Tomorrow? Hopefully I’ll get around to investigating a couple of wild brook trout streams nearby. Those native fish are strong and know how to survive.
And talk about survivors… My book Wings Over Water, published in 2020 just before the big pandemic washed upon our shores, had very little chance for exposure and sale, but it’s here, alive and waiting for a smile from anyone who enjoys the written word straight from the heart of nature. Three excerpts:
“The night rain of New Mexico spreads across the sand and binds the billions of particles for a light impression of foot and claw. The kit fox emerges, and the jack rabbit, and the great horned owl. The darkling beetle wakes with the dawn. The sun calls a black-throated sparrow into song. The bleached lizard runs from an approaching foot that makes an imprint on the sand…” (from Desert Rainbows).
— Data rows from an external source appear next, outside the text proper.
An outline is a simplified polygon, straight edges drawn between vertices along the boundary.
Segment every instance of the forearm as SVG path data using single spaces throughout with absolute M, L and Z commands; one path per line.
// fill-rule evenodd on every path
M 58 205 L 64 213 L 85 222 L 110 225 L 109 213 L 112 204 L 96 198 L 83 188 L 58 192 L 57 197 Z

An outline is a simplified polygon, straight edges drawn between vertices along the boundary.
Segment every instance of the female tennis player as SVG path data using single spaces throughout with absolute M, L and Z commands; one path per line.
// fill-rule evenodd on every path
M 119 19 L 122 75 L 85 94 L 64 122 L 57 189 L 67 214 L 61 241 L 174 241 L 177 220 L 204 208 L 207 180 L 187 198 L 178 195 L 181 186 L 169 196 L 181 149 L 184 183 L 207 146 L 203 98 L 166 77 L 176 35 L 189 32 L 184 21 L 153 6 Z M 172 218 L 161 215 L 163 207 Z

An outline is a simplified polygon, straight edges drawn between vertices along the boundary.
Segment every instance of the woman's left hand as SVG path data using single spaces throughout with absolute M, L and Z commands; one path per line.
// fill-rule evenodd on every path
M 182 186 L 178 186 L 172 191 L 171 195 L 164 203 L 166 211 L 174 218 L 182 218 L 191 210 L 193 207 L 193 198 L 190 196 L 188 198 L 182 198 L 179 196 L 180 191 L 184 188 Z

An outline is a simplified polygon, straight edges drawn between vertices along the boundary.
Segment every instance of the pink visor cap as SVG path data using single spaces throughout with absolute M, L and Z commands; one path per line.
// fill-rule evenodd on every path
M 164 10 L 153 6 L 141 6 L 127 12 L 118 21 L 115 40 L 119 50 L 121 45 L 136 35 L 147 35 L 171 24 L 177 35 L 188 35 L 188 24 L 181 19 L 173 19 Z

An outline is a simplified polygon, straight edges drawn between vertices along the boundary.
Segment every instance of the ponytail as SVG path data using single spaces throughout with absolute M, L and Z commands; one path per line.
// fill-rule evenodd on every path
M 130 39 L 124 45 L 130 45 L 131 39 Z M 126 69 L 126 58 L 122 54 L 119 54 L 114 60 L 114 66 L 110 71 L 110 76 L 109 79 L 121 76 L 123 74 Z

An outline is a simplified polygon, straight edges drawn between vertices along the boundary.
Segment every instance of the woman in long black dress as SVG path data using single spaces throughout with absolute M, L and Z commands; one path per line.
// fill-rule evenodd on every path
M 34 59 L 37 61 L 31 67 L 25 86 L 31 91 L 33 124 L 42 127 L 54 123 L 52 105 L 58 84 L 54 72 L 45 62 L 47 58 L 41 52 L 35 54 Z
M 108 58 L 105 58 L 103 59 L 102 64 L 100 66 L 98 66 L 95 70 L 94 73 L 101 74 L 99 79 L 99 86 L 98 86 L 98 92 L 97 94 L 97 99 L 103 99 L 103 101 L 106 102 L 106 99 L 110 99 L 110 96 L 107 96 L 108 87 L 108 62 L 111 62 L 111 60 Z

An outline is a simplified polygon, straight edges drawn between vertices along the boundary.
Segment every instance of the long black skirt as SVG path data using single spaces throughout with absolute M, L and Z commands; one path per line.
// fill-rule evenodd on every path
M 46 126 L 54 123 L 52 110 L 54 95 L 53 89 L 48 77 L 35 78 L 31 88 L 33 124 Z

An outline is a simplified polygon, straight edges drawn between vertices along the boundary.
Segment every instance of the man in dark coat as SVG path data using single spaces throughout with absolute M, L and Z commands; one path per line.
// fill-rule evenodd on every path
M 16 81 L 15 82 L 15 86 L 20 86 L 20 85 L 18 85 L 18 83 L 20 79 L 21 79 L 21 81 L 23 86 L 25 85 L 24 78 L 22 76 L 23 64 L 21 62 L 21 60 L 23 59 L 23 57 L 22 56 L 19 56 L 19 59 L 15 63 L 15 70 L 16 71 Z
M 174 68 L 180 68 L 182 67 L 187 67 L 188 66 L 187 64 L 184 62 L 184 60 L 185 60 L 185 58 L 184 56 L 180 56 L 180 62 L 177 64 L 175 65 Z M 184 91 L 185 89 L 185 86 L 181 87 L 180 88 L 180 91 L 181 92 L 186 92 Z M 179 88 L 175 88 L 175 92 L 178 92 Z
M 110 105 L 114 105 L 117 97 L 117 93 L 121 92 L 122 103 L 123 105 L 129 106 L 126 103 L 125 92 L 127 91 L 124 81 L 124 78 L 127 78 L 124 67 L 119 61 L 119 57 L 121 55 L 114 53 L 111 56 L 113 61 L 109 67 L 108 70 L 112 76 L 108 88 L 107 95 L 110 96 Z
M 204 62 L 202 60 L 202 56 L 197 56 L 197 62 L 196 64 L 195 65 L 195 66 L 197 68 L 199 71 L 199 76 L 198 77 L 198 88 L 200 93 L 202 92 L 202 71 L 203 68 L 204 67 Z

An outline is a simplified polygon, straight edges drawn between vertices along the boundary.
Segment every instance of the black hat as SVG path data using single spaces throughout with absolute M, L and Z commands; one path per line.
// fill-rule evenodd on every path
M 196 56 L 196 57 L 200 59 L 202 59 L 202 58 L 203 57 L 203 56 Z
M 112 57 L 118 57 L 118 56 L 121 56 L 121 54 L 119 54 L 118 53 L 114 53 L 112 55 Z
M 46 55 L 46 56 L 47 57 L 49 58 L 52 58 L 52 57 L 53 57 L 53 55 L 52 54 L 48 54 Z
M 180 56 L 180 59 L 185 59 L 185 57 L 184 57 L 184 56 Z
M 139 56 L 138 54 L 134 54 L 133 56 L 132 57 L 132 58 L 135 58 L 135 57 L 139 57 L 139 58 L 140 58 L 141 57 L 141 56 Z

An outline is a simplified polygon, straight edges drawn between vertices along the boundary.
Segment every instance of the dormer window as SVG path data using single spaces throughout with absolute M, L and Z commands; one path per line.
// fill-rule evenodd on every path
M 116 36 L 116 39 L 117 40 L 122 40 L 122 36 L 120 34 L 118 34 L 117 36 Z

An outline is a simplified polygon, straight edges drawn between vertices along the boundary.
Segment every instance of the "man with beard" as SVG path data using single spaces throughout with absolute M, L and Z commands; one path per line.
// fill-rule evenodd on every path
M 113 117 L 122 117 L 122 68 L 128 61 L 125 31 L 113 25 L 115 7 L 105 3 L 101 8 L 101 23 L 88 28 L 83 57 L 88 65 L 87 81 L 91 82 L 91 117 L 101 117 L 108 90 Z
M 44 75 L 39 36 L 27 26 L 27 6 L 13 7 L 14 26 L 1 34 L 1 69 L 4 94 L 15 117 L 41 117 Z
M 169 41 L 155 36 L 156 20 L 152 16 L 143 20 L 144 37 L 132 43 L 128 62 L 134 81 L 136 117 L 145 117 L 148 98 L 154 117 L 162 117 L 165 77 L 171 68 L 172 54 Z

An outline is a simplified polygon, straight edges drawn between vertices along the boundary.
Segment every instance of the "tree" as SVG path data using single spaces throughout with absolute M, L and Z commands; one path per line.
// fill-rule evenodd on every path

“The deep night of the Delaware was rich with life and death. To fish it with flies was stimulating and intriguing if you played it right. With some planning and familiarity of water, you can have the river to yourself and get the spooky and exhilarating sense that angling is a whole lot more than you believed it was. When the big browns emerge from their hiding places and go hunting out in front of you, the sounds you’ll hear will be amplified above the norm. The riffle splash will sound as though it’s coming from inside of you; the headlight of a passing car may seen accusatory; the crack of underbrush along the bank might change a rabbit into a murderer; the slap of a beaver tail can shake you silly, but beyond all that the deep night will enfold you in the cradle of wild nature…” (from Small Stream, Big River).
“I like to find poetry in the world, in the elements surrounding us, waiting for connection and interpretation. I like to translate what is raw and flex it into ordinary words. That process, I suppose, is one facet of my job as naturalist. We all have personal frameworks in the world of nature, but all too many of us have forgotten our framework or allowed the social world to smash it. We have ways of realigning our humanity, however, with the history of our kind and with our hope for future days. As a naturalist, I try to do my small part allowing the lands and waters to assist our realignment. They speak directly and to the point. They speak the poetry of life…” (from Like an Old-Fashioned Naturalist).